Personal information
- Full name: Antonio Tapia Flores
- Date of birth: 13 November 1959 (age 66)
- Place of birth: Baena, Spain

Youth career
- Fuengirola

Senior career*
- Years: Team / Apps / (Gls)
- Málaga B
- Fuengirola

Managerial career
- 1986–1989: Mijas
- 1989–1992: Fuengirola
- 1992–1994: Los Boliches
- 1997–2001: Poli Ejido
- 2002–2005: Málaga B
- 2005–2006: Málaga
- 2006–2007: Poli Ejido
- 2007–2008: Granada 74
- 2008–2009: Málaga
- 2009–2010: Betis
- 2011: Tenerife

= Antonio Tapia =

Spanish footballer and manager (born 1959)

Antonio Tapia Flores (born 13 November 1959) is a Spanish football manager.

==Career==
Born in Baena, Córdoba, Tapia had an unassuming career as a footballer, only representing Málaga B and amateurs Fuengirola. Still not in his 30s, he began a coaching career with another club in Andalusia, Mijas, continuing in the area (and the regional leagues) the following years, with Fuengirola and Los Boliches.

In 1994, Tapia joined Málaga's coaching staff as assistant, staying there for two years before moving in the same capacity to neighbouring Cádiz. He had his first spell as head manager with Polideportivo Ejido – still in Andalusia – in 1997, helping the side promote to Segunda División in 2001, although he would be sacked 11 matches into the following campaign due to poor results.

Tapia returned to Málaga's reserves in 2002, attaining another second-division promotion. After Gregorio Manzano's dismissal midway through the 2004–05 season, he took the reins of the first team – in La Liga– being fired in January 2006 and replaced by director of football Manolo Hierro, in an eventual relegation.
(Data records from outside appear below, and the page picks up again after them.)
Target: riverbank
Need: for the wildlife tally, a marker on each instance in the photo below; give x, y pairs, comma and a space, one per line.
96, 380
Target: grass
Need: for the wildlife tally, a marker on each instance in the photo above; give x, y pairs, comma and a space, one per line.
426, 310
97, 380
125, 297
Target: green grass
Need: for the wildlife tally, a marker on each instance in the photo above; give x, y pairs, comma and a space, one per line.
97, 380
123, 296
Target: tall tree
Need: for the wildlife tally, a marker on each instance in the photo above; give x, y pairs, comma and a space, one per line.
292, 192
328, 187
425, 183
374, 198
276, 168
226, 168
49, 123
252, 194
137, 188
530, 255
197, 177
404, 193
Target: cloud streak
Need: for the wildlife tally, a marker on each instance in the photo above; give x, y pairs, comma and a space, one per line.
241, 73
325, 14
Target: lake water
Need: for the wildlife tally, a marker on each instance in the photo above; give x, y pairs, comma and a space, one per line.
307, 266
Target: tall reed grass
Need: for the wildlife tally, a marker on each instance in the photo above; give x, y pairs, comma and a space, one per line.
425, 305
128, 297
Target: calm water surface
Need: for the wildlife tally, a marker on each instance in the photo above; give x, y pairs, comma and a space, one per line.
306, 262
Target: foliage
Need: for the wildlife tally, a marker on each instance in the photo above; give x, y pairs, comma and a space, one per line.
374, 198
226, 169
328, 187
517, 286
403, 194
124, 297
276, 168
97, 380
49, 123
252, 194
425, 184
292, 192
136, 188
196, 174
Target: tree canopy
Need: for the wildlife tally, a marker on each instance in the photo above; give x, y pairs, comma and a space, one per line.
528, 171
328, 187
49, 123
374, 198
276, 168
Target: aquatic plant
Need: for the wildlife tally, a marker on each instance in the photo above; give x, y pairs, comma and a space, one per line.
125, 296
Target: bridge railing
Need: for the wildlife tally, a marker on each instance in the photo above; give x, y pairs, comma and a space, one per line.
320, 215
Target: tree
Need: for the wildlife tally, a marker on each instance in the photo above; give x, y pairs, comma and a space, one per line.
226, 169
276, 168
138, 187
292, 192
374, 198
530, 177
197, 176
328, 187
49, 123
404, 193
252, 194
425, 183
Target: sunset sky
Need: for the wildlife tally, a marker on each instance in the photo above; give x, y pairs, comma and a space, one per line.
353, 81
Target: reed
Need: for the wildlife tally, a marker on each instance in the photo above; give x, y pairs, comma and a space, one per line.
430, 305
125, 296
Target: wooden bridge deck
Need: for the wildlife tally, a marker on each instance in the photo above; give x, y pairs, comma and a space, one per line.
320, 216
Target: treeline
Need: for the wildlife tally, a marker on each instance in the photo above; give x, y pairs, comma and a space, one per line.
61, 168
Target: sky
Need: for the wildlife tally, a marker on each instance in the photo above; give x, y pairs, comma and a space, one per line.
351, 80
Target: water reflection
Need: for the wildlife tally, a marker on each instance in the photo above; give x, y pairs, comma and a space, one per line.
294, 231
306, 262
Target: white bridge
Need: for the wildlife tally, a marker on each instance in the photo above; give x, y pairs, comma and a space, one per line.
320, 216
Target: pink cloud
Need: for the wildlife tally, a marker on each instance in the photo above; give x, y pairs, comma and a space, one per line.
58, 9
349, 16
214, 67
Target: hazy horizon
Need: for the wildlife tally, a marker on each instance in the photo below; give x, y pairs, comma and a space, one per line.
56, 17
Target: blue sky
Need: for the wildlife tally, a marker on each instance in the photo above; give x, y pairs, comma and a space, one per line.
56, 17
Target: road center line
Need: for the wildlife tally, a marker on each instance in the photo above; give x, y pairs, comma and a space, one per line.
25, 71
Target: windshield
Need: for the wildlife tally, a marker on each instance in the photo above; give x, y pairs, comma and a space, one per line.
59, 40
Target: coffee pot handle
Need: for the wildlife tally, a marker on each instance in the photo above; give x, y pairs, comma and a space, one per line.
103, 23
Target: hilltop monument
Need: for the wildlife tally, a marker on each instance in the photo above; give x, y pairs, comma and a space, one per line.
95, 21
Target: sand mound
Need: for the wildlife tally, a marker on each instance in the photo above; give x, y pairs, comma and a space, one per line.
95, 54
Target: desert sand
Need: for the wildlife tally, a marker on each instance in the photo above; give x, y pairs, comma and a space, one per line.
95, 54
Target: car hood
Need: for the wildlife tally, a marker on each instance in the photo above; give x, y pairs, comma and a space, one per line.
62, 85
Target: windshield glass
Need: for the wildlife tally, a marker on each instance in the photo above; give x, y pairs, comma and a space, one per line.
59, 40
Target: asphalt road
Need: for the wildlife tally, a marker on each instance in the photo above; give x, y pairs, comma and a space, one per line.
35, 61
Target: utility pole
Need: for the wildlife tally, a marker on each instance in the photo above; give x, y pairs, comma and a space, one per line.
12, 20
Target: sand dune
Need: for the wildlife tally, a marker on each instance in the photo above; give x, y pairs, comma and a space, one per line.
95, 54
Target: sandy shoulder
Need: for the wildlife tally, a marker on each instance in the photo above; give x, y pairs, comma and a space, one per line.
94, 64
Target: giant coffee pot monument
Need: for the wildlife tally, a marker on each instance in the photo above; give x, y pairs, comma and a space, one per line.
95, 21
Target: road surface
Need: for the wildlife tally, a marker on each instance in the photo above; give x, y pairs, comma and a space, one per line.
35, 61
The following two years, Tapia had spells in the second tier and his native region, with Ejido and soon-to-be defunct Granada 74, with relegation in the latter. He then returned to the top flight and Málaga – recently promoted– and almost led the team to qualification for the UEFA Europa League, after finishing eighth.

Having rejected a new deal in order to listen to other offers, Tapia would eventually leave his place to Juan Ramón López Muñiz (who returned from Racing de Santander), signing with Real Betis of division two. After a series of bad results, the last a 1–0 loss at Levante, he was relieved of his duties on 24 January 2010, only being in charge for six months.

Exactly one year after his dismissal, Tapia was appointed at Tenerife, becoming the Canary Islands side's third manager in the second-tier season. In late March, he too was dismissed.

Tapia returned to Málaga on 21 August 2012, joining the club's football directory as a sporting adviser.